Monday, Aug. 18, 1930

Launcelot

Shaking his fists instead of a baton, teetering now on one long leg, now on the other, shaking his shaggy head, laboring mightily beneath the warm August moon, Composer-conducter Albert Coates of London one night last week conducted the world premiere of his new symphony, Launcelot, in Lewisohn Stadium, Manhattan.

To the sombre moaning of fiddles, melancholy piping of flutes and rumble of tympani a foredoomed Launcelot was born. Bells tolled faintly in the distance, harbingers of Woe. The scene changed abruptly. Seething with passion the Knight of the Lake invaded the bed of Queen Guinevere. Followed a pallid flashback to Elaine floating on her barge, dead for love. The mood became reminiscent: the love-blighted lily of Astolat guarding the wayward knight's shield in a tower, pining away. The barge motif was again heard. Betrayed, undone, Queen & lover fled Camelot, Guinevere to Amesbury nunnery and the veil, Launcelot to his castle. Final chapter of the symphony was Launcelot, ruled by grief and pain, moving gloomily among the lily pads of his homeland.

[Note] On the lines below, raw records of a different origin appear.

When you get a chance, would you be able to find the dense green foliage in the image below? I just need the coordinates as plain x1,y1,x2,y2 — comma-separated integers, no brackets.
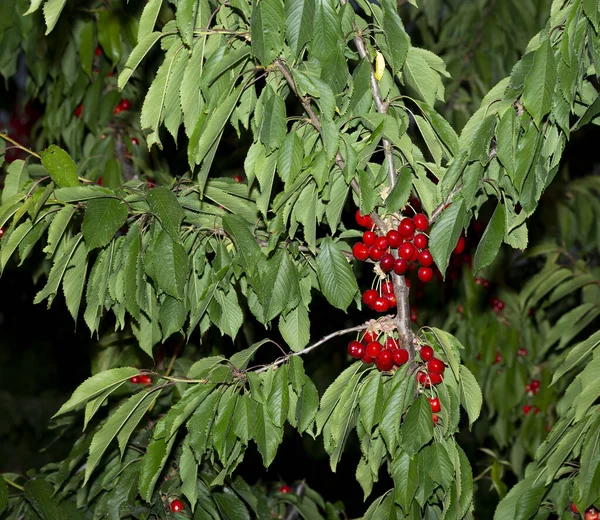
0,0,600,520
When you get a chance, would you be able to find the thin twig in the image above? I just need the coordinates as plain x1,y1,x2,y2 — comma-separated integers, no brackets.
254,323,370,374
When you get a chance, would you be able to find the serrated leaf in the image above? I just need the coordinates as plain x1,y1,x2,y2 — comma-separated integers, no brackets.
40,145,79,188
146,186,185,242
473,201,506,274
81,198,129,249
317,238,358,310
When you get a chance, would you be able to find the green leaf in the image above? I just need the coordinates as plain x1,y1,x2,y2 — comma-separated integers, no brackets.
250,0,285,66
459,365,483,427
473,201,506,274
146,186,185,242
44,0,67,35
81,198,128,249
317,238,358,310
40,145,79,188
285,0,315,58
429,198,467,273
523,38,556,128
153,232,189,300
402,394,433,456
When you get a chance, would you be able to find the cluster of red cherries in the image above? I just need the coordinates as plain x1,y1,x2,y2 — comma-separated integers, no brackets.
352,211,433,312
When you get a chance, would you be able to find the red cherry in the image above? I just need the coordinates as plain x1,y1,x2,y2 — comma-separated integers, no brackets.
375,349,394,372
419,345,433,361
398,217,415,238
363,289,379,307
369,246,385,262
348,341,366,359
394,258,408,274
373,297,390,312
453,237,465,255
392,348,409,366
386,229,402,249
428,397,442,413
379,253,395,273
363,332,379,343
413,213,429,231
417,267,433,283
417,249,433,267
421,355,446,374
398,242,416,260
352,242,370,262
171,499,183,513
363,231,377,247
385,338,398,350
365,341,382,358
375,237,387,250
354,209,373,229
413,233,429,249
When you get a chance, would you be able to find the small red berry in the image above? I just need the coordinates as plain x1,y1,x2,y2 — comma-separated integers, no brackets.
398,217,415,238
419,345,433,361
413,233,429,249
453,237,465,255
348,341,366,359
394,258,408,274
417,267,433,283
363,231,377,247
369,246,385,262
427,397,442,413
398,242,416,260
413,213,429,231
363,289,379,307
171,500,183,513
365,341,382,359
392,348,408,366
373,297,390,312
379,253,395,273
352,242,370,262
421,355,446,374
375,349,394,372
386,229,402,249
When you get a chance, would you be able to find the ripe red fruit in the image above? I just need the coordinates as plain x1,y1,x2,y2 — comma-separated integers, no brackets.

When the premiere was over the meagre audience applauded apathetically. Next morning critics in the public prints seemed doubtful, unconvincingly called it "music on the grand scale" or echoed Critic Herbert Hughes's (London Daily Telegraph) florid romantics, printed in the program. Reflective listeners decided Launcelot might be more effective if halved, with fewer thematic repetitions, or conversely, expanded into a full-length, Neo-Wagnerian opera as Coates first intended to do. Bold or brave was he to introduce his work on the same night with such magna opera as Respighi's orchestration of Bach's Passacaglia and Fugue, Strauss's ghastly, gay, Till Eulenspiegels.